Quando o intervalo terminou, ele voltou para a quadra, e eu fiquei no mesmo lugar, segurando suas coisas. Dessa vez, mesmo quando tentava observar os outros alunos, meus olhos sempre acabavam voltando para ele. Talvez eu nunca tenha percebido antes, mas havia algo no jeito de Brian - sua determinação, sua vulnerabilidade, a forma como ele se importava - que me fazia admirá-lo mais do que eu queria admitir.
Brian morava apenas com o pai. A mãe dele o abandonou ainda na infância, e o pai trabalhava o dia todo, saindo cedo e voltando tarde. Por isso, depois das aulas, Brian vinha para minha casa.
Nossos fins de tarde tinham cheiro de terra molhada, grama cortada e bolo de milho que minha mãe fazia. O quintal era nosso mundo particular, onde inventávamos brincadeiras que pareciam durar horas. Jogávamos bola, subíamos na mangueira perto do muro e, quando nos cansávamos, deitávamos na grama quente, ouvindo o zumbido dos insetos e o vento nas árvores.
Às vezes, ficávamos na varanda jogando videogame, com o chiado da televisão antiga competindo com o rádio da cozinha, onde minha mãe cantarolava sertanejo. Brian tinha um jeito peculiar de rir – alto, quase estridente, mas tão genuíno que era impossível não rir junto. Ele era o tipo de pessoa que transformava qualquer coisa em uma aventura.
Quando o sol começava a se pôr, tingindo o céu de dourado, sabíamos que era hora de levá-lo para casa. Nenhum de nossos pais tinha carro, então meu pai e eu o acompanhávamos. A caminhada nunca era só uma caminhada; era uma corrida, uma brincadeira. Brian sempre ganhava, enquanto meu pai ficava para trás, fingindo ofegar.
- Vocês ainda têm joelhos novos! – ele reclamava, rindo.
No fim, ele parava no meio do caminho e cruzava os braços.
- Vou esperar vocês voltarem, mas não demorem! – dizia, com um meio sorriso.
E nós corríamos de volta, pisando nas folhas secas que estalavam sob nossos pés, com o cheiro da noite se espalhando no ar.

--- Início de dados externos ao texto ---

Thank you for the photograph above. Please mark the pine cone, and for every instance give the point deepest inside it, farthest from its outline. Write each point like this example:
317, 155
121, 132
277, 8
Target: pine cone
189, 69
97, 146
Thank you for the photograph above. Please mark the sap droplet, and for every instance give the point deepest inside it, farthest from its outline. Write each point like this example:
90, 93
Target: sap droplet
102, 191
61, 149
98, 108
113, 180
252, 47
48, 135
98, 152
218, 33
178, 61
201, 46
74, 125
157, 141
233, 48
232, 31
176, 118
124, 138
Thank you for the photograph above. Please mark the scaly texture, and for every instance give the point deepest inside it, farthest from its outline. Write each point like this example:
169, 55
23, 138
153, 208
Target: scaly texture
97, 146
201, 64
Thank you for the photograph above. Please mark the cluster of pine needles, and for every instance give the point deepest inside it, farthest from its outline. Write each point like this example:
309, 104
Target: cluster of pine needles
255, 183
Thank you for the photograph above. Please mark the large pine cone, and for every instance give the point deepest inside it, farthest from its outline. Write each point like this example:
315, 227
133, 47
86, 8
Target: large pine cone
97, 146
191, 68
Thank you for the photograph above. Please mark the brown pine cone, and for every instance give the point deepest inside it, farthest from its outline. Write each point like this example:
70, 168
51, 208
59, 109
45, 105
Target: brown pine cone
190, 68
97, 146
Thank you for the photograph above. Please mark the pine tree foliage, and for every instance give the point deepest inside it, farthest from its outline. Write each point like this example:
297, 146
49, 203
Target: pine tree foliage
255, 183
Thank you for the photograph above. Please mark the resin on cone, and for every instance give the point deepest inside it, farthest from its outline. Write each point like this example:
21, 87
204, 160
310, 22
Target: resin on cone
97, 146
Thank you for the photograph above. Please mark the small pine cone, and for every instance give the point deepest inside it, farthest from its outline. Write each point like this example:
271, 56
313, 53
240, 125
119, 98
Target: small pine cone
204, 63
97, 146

Foram dias bons. Dias que pareciam simples, mas que agora, ao olhar para trás, percebo que fizeram da minha infância algo especial. O som das nossas risadas ainda ecoa na minha memória, junto com o cheiro da terra depois da chuva e o gosto do bolo de milho da minha mãe. Eu tive uma boa casa, bons pais, bons amigos. E Brian... Brian foi parte disso.

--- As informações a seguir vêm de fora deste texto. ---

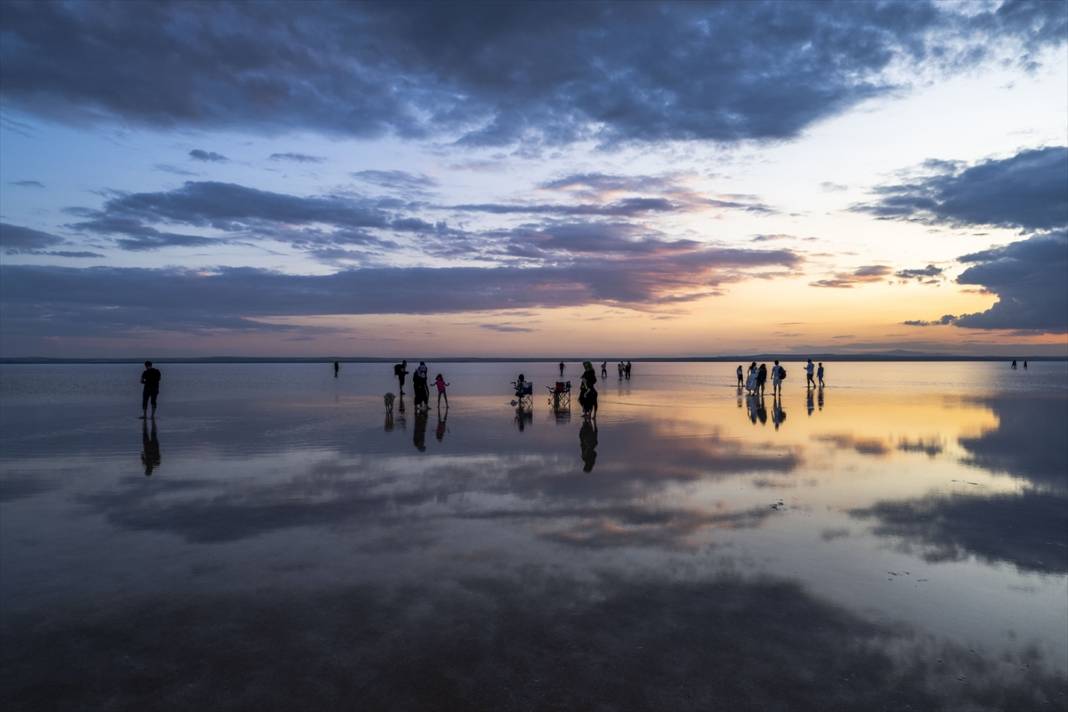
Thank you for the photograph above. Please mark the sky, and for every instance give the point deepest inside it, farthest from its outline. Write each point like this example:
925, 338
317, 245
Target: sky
628, 179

Mas os anos passaram. Crescemos. Ele entrou no time de vôlei, e eu no Grêmio Estudantil. Nossos horários já não batiam, e as conversas foram ficando cada vez mais raras. Agora, ao olhar para trás, percebo que Brian não foi apenas um amigo. Ele foi parte daquela infância que me fez quem eu sou.
- E o Brian, o que aconteceu? - perguntou Jéssica, interrompendo meus pensamentos.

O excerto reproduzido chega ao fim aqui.